Daesh overran the city, which is located 50 kilometers (32 miles) west of the capital, Baghdad, in January 2014, six month before the terrorist group went on the offensive, taking more areas in Iraq.
On May 23, the military started a large-scale push to drive out the militants from Fallujah, enlisting the help of volunteer fighters. Reports say there are some 50,000 civilians and around 600 terrorists still inside the city.
“UNICEF calls on all parties to protect children inside Fallujah, provide safe passage to those wishing to leave the city and grant safe and secure environment to civilians who fled Fallujah,” Hawkins said.

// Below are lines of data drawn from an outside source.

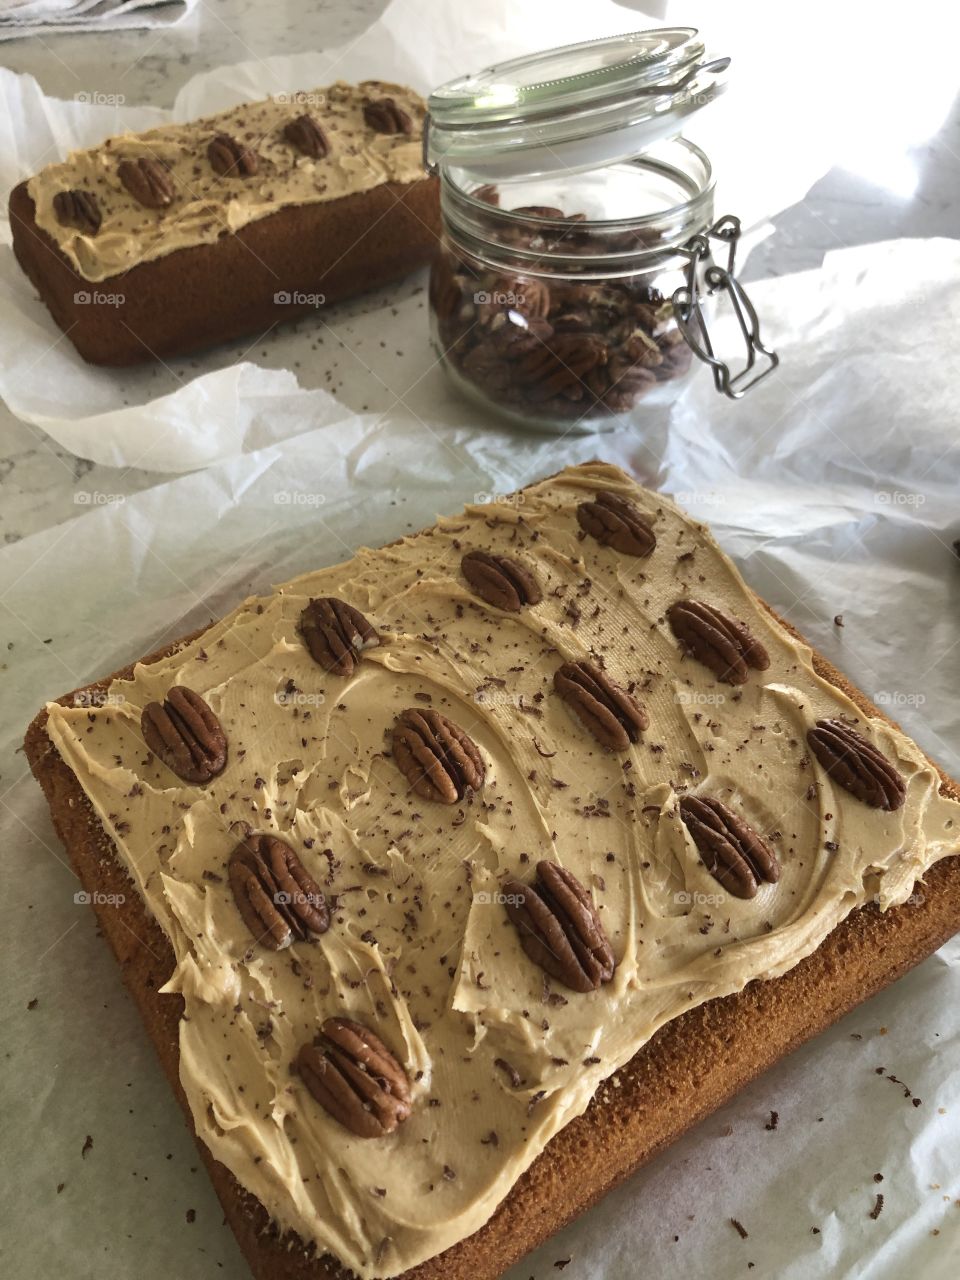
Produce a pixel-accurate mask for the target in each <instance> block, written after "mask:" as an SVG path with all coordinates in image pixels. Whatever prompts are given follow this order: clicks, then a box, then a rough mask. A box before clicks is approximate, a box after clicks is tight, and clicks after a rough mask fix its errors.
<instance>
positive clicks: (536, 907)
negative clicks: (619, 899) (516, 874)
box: [502, 861, 617, 993]
mask: <svg viewBox="0 0 960 1280" xmlns="http://www.w3.org/2000/svg"><path fill="white" fill-rule="evenodd" d="M502 893H503V895H504V897H506V905H507V915H508V916H509V919H511V922H512V923H513V927H515V928H516V931H517V933H518V936H520V945H521V947H522V948H524V951H525V952H526V954H527V956H530V959H531V960H532V961H534V964H538V965H539V966H540V968H541V969H543V970H544V972H545V973H548V974H549V975H550V977H552V978H556V979H557V980H558V982H562V983H563V984H564V987H570V989H571V991H579V992H582V993H586V992H590V991H596V989H598V988H599V987H600V986H602V984H603V983H604V982H609V980H611V978H612V977H613V973H614V970H616V966H617V965H616V960H614V957H613V950H612V947H611V945H609V942H608V941H607V934H605V933H604V931H603V924H602V923H600V916H599V914H598V911H596V908H595V905H594V901H593V897H591V896H590V893H589V892H588V891H586V890H585V888H584V886H582V884H581V883H580V881H579V879H577V878H576V876H573V873H572V872H570V870H567V869H566V867H559V865H558V864H557V863H549V861H541V863H538V864H536V883H535V884H534V886H530V884H524V883H522V882H521V881H516V879H508V881H506V882H504V884H503V888H502Z"/></svg>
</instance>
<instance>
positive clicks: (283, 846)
mask: <svg viewBox="0 0 960 1280" xmlns="http://www.w3.org/2000/svg"><path fill="white" fill-rule="evenodd" d="M227 877H228V879H229V883H230V890H232V891H233V897H234V900H236V902H237V910H238V911H239V914H241V915H242V916H243V923H244V924H246V925H247V928H248V929H250V932H251V933H252V934H253V938H255V940H256V941H257V942H262V943H264V946H266V947H270V950H271V951H283V948H284V947H288V946H289V945H291V942H293V941H298V942H303V941H308V940H311V938H315V937H319V936H320V934H321V933H326V931H328V929H329V928H330V910H329V908H328V905H326V899H325V897H324V892H323V890H321V888H320V886H319V884H317V883H316V881H315V879H314V877H312V876H311V874H310V872H308V870H307V869H306V867H305V865H303V864H302V863H301V860H300V858H298V856H297V854H296V851H294V850H293V849H291V846H289V845H288V844H287V842H285V841H284V840H280V838H279V837H278V836H269V835H256V833H255V835H251V836H247V837H246V840H242V841H241V842H239V845H237V847H236V849H234V851H233V852H232V854H230V860H229V863H228V864H227Z"/></svg>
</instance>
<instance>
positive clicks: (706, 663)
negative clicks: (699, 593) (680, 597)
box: [667, 600, 771, 685]
mask: <svg viewBox="0 0 960 1280" xmlns="http://www.w3.org/2000/svg"><path fill="white" fill-rule="evenodd" d="M667 621H668V622H669V625H671V630H672V631H673V635H675V636H676V637H677V640H680V644H681V646H682V649H684V650H685V652H686V653H687V654H689V655H690V657H691V658H695V659H696V660H698V662H701V663H703V664H704V667H709V668H710V671H712V672H713V673H714V676H717V678H718V680H722V681H723V682H724V684H726V685H745V684H746V678H748V676H749V669H748V668H749V667H753V668H754V669H755V671H765V669H767V668H768V667H769V664H771V658H769V654H768V653H767V650H765V649H764V648H763V645H762V644H760V641H759V640H758V639H756V637H755V636H754V635H753V632H751V631H750V630H749V627H746V626H745V623H742V622H740V620H739V618H728V617H727V616H726V613H721V611H719V609H714V607H713V605H712V604H703V603H701V602H700V600H677V602H676V603H675V604H671V607H669V608H668V609H667Z"/></svg>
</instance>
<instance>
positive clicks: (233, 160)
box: [206, 133, 260, 178]
mask: <svg viewBox="0 0 960 1280" xmlns="http://www.w3.org/2000/svg"><path fill="white" fill-rule="evenodd" d="M206 156H207V160H209V161H210V164H211V166H212V168H214V169H215V170H216V173H219V174H220V177H221V178H252V177H253V174H256V172H257V170H259V169H260V161H259V159H257V154H256V151H251V150H250V147H244V146H243V143H242V142H238V141H237V138H233V137H230V134H229V133H218V134H215V136H214V137H212V138H211V140H210V142H207V147H206Z"/></svg>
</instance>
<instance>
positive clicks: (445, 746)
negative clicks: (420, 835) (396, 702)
mask: <svg viewBox="0 0 960 1280" xmlns="http://www.w3.org/2000/svg"><path fill="white" fill-rule="evenodd" d="M393 756H394V759H396V762H397V767H398V768H399V771H401V773H403V776H404V777H406V780H407V782H408V783H410V787H411V790H412V791H416V794H417V795H419V796H422V797H424V799H425V800H434V801H436V803H438V804H457V801H458V800H463V797H465V796H467V795H470V794H471V792H474V791H479V790H480V787H481V786H483V785H484V776H485V767H484V759H483V756H481V755H480V750H479V749H477V745H476V742H474V740H472V739H471V737H470V735H468V733H466V732H465V731H463V730H462V728H461V727H460V724H454V723H453V721H451V719H447V717H445V716H442V714H440V712H434V710H417V709H416V708H415V707H411V708H408V709H407V710H404V712H401V713H399V716H398V717H397V723H396V726H394V728H393Z"/></svg>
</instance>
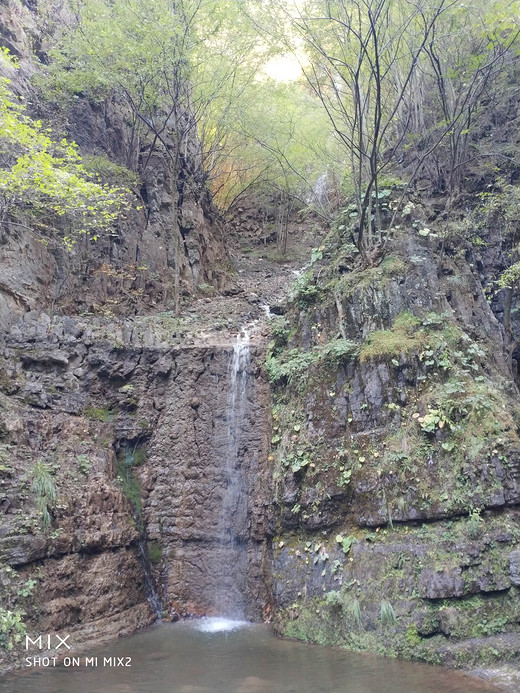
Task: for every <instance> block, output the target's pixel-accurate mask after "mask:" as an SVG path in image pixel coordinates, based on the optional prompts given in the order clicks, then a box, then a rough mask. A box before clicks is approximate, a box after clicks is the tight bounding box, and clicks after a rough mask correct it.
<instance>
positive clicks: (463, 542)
mask: <svg viewBox="0 0 520 693" xmlns="http://www.w3.org/2000/svg"><path fill="white" fill-rule="evenodd" d="M328 252H330V253H331V255H332V256H334V253H337V249H335V248H329V249H328ZM468 255H469V254H468ZM470 258H471V256H469V258H468V256H466V257H464V256H463V255H462V253H458V254H455V252H454V251H451V250H450V251H449V252H446V250H445V249H444V248H443V246H442V245H441V244H439V243H438V241H437V240H436V238H435V236H434V237H433V238H421V237H417V236H414V234H413V232H407V233H406V235H404V234H403V236H402V237H401V238H397V239H396V240H394V241H393V242H392V243H390V244H389V247H388V250H387V252H386V254H385V255H384V256H380V257H379V258H377V259H376V262H375V263H374V266H372V267H369V268H365V269H362V270H359V271H356V261H355V258H354V257H350V258H346V259H345V260H343V261H342V262H341V263H340V266H339V271H338V266H337V265H334V264H332V263H331V264H332V268H333V269H327V268H326V267H325V266H322V267H319V266H317V267H315V269H314V271H310V272H309V273H307V275H304V277H303V278H302V280H301V282H300V285H299V287H298V289H297V291H295V293H294V297H293V301H292V304H291V305H290V308H289V311H288V312H287V314H286V316H285V318H284V321H283V322H282V323H281V325H280V327H279V328H278V330H277V331H276V340H275V344H274V346H273V348H272V350H271V357H270V361H268V363H269V370H270V373H271V379H272V380H273V383H274V386H275V387H274V392H275V398H276V402H277V403H276V406H275V415H274V430H273V439H272V441H273V445H272V449H271V457H272V459H273V483H274V499H273V504H272V514H271V517H272V522H273V525H274V527H275V531H276V536H275V539H274V543H273V547H274V548H273V572H272V575H273V595H274V601H275V603H276V604H277V605H278V606H279V610H278V613H277V617H276V623H277V629H278V630H279V631H280V632H283V633H285V634H287V635H290V636H294V637H300V638H303V639H305V640H312V641H316V642H322V643H324V644H334V645H337V644H345V645H347V646H349V647H353V648H355V649H370V650H374V651H378V652H381V653H384V654H394V655H396V654H397V655H403V656H406V657H414V658H424V659H427V660H428V661H431V662H437V663H444V664H447V665H450V666H477V665H479V664H482V662H484V661H488V662H494V661H499V660H500V659H501V658H507V659H513V658H515V657H517V654H518V647H517V646H515V647H511V646H510V645H511V640H512V639H513V640H514V639H515V638H516V639H517V641H518V620H519V614H520V593H519V592H518V579H517V572H518V571H517V568H518V565H517V562H518V561H517V553H518V544H519V541H520V526H519V524H518V512H517V509H516V506H517V505H518V501H519V495H518V494H519V492H520V489H519V486H518V479H519V468H518V464H519V460H520V439H519V437H518V418H517V416H518V415H517V412H516V403H515V399H516V396H517V389H516V384H515V382H514V375H513V373H512V372H511V370H510V367H509V365H508V362H507V359H506V357H505V346H504V334H503V329H502V327H501V325H500V324H499V322H498V320H497V318H496V317H495V315H494V314H493V311H492V309H491V306H490V304H489V303H488V302H487V301H486V299H485V296H484V291H483V287H482V284H481V277H480V276H479V273H478V269H477V268H476V267H475V265H473V264H472V263H470V262H468V259H470ZM327 260H329V258H327V257H325V259H324V262H326V261H327ZM329 262H330V260H329ZM334 268H336V269H334ZM454 277H456V278H457V283H456V285H455V284H454V282H453V278H454ZM455 286H456V288H455ZM388 605H390V606H388ZM390 607H391V608H390ZM392 612H393V614H394V615H393V616H392ZM389 614H390V615H389ZM385 619H386V620H385ZM500 632H507V633H509V634H510V637H509V638H508V639H507V642H508V643H509V645H508V649H507V650H506V649H505V648H496V649H493V645H492V644H491V643H490V644H489V647H488V645H487V644H486V638H487V637H488V636H491V635H494V634H496V633H500ZM466 641H467V647H466V645H465V643H466ZM477 641H478V643H477V644H476V642H477Z"/></svg>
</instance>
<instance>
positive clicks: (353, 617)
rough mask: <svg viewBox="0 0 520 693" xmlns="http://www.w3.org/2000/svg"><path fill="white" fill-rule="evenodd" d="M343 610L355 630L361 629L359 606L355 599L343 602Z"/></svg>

The Iraqi military’s most important victory against the terrorists ever since they began ravaging the country has been its liberation of the central city of Ramadi, the sprawling western Anbar Province’s capital, last December.
Baghdad said at the time that the army would use Ramadi’s liberation as a “launch pad” to free Mosul, Iraq’s second-largest city and the capital of the northern province of Nineveh, which fell into the hands of Daesh in June 2014 in the first stage of the terrorists’ advances in Iraq.
Fallujah is now one stop on the way to the liberation of Mosul.
Iraqi Prime Minister Haider al-Abadi has pledged to rid the entire country of Daesh by the end of 2016.